ABD, yeni dönem adını verdiği bu süreçte işgal ettiği bölgelerde işbirlikçi yönetimleri de fiili olarak savaşın içine çekerek muazzam insan kaynaklarının yanı sıra, coğrafi, kültürel, tarihsel vb. tüm imkânlarını kendi yararına (işgal) seferber etmenin yollarını arıyor. Özellikle Afganistanın etkilediği coğrafyada Bu pratik uygulanıyor. ABD Pakistan ve Türkiye’deki yönetimler aracılığıyla kendi yerine onların savaştırılabileceği kanaatini pekiştirdi. Pakistan ordusu şu an o işi yapıyor. ABD'nin isteklerinin sadece Afganistan ile sınırlı olmayıp Türkiye'nin BOP kapsamında ihtiyaç duyulan her yere koşturulacağı, TSK'nin de sıcak çatışmalar da dâhil taşeron haline getirileceği anlaşılıyor.
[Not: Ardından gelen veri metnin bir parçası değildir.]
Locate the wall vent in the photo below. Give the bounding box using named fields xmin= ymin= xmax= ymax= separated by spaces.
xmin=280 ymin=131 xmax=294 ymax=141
Afganistan'da direniş ülkenin her yanına yayılmış durumda. Ayrıca bu savaş sadece Afganistan değil Pakistanı’da çerçevelemiş durumdadır. Mesela Pakistan'da NATO birliklerine ikmal yapan araçlara son 2 ayda 2 saldırı düzenlenmiştir Afganistan'da bulunan NATO birliklerine ikmallerin yüzde 70'i Pakistan üzerinden yapılıyor. Bu bile savaşın nasıl ve hangi boyutlara ulaştığının açık bir resmidir. Yani artık savaş yayılmıştır. Taliban’ın zaferi ile sonuçlanması muhtemeldir. Ancak bu savaş kesinlikle sadece Taliban’ın değil Müslüman Halkların savaşıdır. Ve daha yeni başlamıştır.
Kazanan ise Büyük Doğu –Asya olacaktır.